劇場公開日 2024年12月13日

「映画愛にも溢れた世界を我々は一緒に旅する」不思議の国のシドニ 和田隆さんの映画レビュー(感想・評価)

3.5映画愛にも溢れた世界を我々は一緒に旅する

2024年12月16日
PCから投稿
鑑賞方法:試写会

楽しい

知的

萌える

 邦題の通り、何とも不思議な映画であり、過去の映画と日本に対するオマージュに溢れた作品。本作で日本を旅するのはシドニという役名のフランスを代表する国際派女優のイザベル・ユペールです。見知らぬ国、日本の大阪から京都、奈良、そして直島を旅するその様子はまるで少女のようであり、まさに不思議の国の“アリス”のよう。

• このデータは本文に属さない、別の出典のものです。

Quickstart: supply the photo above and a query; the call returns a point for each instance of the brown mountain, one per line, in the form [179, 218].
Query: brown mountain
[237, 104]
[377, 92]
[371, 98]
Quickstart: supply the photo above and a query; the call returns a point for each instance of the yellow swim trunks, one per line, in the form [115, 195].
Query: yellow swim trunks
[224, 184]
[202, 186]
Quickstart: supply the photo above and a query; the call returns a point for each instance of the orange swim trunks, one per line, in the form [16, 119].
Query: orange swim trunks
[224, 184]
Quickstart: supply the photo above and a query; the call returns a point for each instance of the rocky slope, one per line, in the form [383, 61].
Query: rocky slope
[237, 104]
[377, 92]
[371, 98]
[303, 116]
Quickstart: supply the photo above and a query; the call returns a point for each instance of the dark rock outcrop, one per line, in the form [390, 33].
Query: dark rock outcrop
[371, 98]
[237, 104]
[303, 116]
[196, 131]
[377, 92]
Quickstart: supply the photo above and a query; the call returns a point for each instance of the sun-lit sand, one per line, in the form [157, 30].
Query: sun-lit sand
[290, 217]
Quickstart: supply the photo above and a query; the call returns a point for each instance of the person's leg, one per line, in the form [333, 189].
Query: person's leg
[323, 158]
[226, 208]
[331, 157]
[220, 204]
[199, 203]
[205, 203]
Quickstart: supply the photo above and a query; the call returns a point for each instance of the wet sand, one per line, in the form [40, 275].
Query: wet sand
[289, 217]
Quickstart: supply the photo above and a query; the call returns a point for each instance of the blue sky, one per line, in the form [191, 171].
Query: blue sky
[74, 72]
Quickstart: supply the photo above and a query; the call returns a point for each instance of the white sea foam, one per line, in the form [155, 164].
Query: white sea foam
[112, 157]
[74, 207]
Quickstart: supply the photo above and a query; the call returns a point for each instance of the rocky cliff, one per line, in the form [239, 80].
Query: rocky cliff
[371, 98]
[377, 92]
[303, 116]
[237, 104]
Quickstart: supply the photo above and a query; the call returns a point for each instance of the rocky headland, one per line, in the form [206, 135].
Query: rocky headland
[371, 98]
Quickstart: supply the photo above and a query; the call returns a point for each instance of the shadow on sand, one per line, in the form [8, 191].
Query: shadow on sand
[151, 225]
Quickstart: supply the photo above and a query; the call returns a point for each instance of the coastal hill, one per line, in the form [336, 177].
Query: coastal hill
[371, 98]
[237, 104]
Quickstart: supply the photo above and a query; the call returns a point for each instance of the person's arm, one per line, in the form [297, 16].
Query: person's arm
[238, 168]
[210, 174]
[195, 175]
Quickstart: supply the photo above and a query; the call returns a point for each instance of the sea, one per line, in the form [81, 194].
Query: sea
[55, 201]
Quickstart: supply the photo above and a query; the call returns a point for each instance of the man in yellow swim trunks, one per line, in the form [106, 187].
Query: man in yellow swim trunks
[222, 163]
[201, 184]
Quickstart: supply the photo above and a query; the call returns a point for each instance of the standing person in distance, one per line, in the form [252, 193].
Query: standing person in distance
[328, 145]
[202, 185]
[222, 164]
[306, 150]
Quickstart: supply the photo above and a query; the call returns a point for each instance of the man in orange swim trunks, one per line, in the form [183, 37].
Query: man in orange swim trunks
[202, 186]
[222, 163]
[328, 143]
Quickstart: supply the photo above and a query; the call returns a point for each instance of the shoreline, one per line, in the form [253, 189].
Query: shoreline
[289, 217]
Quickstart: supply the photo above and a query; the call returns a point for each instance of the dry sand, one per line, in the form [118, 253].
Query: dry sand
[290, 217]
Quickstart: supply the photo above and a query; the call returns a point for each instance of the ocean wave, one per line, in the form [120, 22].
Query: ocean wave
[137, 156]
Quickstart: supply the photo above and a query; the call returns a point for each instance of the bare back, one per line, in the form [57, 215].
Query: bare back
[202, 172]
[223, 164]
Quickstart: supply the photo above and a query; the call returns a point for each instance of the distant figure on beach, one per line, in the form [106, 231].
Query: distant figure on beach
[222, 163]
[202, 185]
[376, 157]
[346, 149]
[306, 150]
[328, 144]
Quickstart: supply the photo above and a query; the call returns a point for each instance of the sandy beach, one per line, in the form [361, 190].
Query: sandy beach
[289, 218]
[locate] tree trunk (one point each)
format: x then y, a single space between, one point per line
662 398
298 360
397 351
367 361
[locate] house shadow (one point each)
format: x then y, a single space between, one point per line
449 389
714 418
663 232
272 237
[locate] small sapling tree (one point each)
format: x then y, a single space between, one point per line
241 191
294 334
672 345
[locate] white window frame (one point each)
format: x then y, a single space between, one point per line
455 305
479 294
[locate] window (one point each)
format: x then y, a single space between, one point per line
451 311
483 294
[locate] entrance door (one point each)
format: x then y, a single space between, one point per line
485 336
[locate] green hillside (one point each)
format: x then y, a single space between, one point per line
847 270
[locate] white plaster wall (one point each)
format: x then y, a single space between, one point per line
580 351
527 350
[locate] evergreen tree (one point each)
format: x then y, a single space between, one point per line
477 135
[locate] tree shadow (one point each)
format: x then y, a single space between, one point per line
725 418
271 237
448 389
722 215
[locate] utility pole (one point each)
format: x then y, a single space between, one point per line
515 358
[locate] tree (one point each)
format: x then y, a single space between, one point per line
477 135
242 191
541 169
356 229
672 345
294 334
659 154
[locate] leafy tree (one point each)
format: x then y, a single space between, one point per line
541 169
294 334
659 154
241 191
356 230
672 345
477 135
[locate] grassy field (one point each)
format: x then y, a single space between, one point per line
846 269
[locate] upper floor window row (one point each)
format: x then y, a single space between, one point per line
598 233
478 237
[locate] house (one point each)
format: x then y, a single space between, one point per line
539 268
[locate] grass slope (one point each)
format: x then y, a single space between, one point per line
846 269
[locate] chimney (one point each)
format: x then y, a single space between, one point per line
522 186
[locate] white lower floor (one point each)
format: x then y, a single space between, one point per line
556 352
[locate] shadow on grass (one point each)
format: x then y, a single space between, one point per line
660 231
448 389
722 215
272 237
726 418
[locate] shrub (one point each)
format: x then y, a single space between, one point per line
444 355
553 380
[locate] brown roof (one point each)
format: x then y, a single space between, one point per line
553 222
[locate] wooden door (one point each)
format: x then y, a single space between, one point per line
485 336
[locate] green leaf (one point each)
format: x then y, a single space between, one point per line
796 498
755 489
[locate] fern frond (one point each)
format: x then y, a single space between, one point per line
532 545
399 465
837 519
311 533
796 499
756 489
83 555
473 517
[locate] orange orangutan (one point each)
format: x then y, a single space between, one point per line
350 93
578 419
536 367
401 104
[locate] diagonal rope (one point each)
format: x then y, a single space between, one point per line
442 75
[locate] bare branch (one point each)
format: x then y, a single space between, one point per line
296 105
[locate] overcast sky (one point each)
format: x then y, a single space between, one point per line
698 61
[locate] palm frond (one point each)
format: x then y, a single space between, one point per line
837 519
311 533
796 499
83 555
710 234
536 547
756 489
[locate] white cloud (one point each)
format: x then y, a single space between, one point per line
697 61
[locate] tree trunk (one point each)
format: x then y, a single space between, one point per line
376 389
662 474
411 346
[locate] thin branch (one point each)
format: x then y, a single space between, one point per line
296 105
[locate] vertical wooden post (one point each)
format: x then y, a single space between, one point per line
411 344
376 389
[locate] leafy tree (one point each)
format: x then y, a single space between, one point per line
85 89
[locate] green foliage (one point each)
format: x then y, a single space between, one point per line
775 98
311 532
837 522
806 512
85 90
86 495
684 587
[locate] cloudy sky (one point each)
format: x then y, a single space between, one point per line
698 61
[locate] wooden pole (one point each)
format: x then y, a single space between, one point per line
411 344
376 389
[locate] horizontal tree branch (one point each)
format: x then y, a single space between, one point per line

 作家であるシドニを日本で迎え各地を案内する、伊原剛志演じる編集者の名前が“溝口健三”というのも映画ファンの心をくすぐります。「雨月物語」(1953)などの溝口健二監督へのオマージュは明らかであり、大阪の街を一望するカメラがゆっくりとパンしていく冒頭から、直島の海を捉えたショットなど要所に溝口作品を想起させ、京都、奈良の寺社仏閣でのシーンや、老舗旅館の階段や廊下、部屋の畳には、「東京物語」(1953)などの小津安二郎作品にまで思いを馳せさせます。

 重くなりがちなテーマでありながら、シドニのチャーミングさと健三の無骨さがユーモアとなり、映画愛にも溢れた世界を我々は一緒に旅することになります。